Tuesday, October 20, 2009

Down the Rabbit Hole

I boarded the Crescent at 11:30 PM on July 25th and since it had pulled out of NOL station, I’d been praying every half hour: Holy Mary, Mother of God, pray for us sinners now and at the hour of our death, which will hopefully come before this train gets to Penn Station.

I checked the time on my cell. It was nearly 3 AM on July 27th and I couldn’t sleep. I fidgeted in my seat, trying in vain to find a more comfortable position. There are people in this world who have the idiotic notion that train travel is relaxing and romantic, that the sound of a train moving over its tracks is lulling. These people have obviously never traveled long distance in a train. Because train travel is not relaxing or romantic or lulling at 3 in the morning when you don’t have nearly enough leg room to begin with, the chair doesn’t tilt as far back as it’s supposed to, and the wheels screech every couple of meters.

We were about to pass through Greensboro, N.C. and I was one of a handful of passengers still awake in the car. A girl across the aisle from me was typing furiously on a tiny laptop. I could hear “Go Ask Alice” blare from the headphones of her iPod. It felt like I was heading down the rabbit hole. Amtrak was moving me and my two carry-on bags from New Orleans to Atlanta, Atlanta to D.C., D.C. to Baltimore. I stretched in my seat and tried not to think about the stranger I was moving in with, but my mind inevitably wandered back to him. I wondered frequently which would be more bizarre to me; the city or the man.

Probably the man. Cities had maps and histories neatly, or crappily, written down somewhere. If a city confused you, you could Google directions. They’d probably be shitty directions but at least you’d get where you needed to go eventually. Psychology was a kind of road map, but you still needed a mental landmark for reference. All I had was vague knowledge of a break down that happened when I was 11 and the roster of his favorite B-movies. The only thing he ever connected to me and Artemis with was a love of cheesy horror and sci-fi movies from the 50’s and 60’s. I think the only time I remember seeing him smile was when we watched “The Blob,” and people were being swallowed up in the movie theater.

There was something kind of horrifying about passing through all the cities and towns in the dead of night. You knew that there were supposed to be people walking down the empty sidewalks, you could feel it. And seeing the street lights lit for no one left a sort of dread that no amount of light or sound or train car walls could totally banish.
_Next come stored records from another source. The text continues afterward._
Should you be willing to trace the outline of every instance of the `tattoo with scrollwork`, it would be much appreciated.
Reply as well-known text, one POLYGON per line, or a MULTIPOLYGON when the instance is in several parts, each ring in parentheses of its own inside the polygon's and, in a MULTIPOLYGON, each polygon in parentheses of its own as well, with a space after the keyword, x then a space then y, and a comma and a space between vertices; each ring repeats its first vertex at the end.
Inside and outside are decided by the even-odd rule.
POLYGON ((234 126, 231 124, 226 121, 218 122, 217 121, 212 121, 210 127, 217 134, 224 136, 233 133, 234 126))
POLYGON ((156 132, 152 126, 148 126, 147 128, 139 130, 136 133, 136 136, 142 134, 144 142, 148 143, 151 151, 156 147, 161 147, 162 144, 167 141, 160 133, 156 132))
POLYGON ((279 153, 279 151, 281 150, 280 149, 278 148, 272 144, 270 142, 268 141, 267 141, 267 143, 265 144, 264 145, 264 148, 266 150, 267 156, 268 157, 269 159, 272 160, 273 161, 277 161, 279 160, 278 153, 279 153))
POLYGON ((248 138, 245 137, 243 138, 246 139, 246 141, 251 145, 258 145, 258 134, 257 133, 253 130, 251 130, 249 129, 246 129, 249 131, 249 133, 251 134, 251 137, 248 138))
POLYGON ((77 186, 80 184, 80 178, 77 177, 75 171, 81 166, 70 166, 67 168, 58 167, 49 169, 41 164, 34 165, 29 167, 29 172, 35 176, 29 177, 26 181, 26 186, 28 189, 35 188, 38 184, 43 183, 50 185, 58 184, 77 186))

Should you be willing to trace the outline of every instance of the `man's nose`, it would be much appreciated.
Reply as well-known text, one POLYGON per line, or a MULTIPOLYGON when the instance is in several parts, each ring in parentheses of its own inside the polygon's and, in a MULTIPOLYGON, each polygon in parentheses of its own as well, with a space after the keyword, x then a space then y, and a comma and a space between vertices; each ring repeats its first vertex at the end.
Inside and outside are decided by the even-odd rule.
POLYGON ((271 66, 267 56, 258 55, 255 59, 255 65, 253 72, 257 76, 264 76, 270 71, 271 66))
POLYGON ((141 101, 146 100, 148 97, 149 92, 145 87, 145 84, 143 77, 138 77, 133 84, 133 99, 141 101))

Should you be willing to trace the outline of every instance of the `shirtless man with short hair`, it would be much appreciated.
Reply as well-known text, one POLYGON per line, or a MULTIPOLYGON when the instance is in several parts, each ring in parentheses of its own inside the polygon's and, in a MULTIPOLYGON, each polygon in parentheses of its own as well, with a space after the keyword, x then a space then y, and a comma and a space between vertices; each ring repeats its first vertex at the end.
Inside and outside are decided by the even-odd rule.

It was like the Blob or something had come by and eaten everyone. Only you couldn’t see it or hear it. Instead, it was still out there, waiting to get on the train or for you to get off. We’d been stopped at Fayetteville two hours ago the first time I’d thought of this, and I’d spent the whole 15 minutes eyeing the doors and windows in panic. Even now, passing through Greensboro, I looked out the window and thought I saw something move by the empty bus stop. I really, really needed to sleep somehow.

The sky outside my window got darker for a moment as we passed through a grouping of trees. The wheels screeched and there was this weird, endless moaning sound the train made. It had something to do with passing through air or wind at high speeds, but I couldn’t think of it. My mind had already drifted back to Baltimore.

I thought of what would eat me there. I thought of dancing wall paper and my sisters. Artemis used to say that the wall paper in her room would dance at night, and that the skeleton man in her room would tell her what it was like to die. That was in the old house, the one mom and dad had lived in after they were married. I remembered what it looked like inside, but I didn’t know where it was. I wanted to find it. I wanted to ask the skeleton man if making the wall paper dance came standard with death.

I checked my phone again and suddenly it was 4:05 AM. The girl across the aisle still had her head phones on, but I couldn’t hear anything from them. Her laptop was off and she was stretched across two seats, sleeping. I moved the armrest of the seat next to mine and stretched out too. I moved my duffel bag onto my seat for a pillow and set the alarm on my phone for 7:30. I was supposed to arrive in Baltimore at 8.

It was 4:08 AM. The train screeched again as we entered a tunnel. In the echoes and growing darkness, as exhaustion finally took me, it sounded like a woman screaming.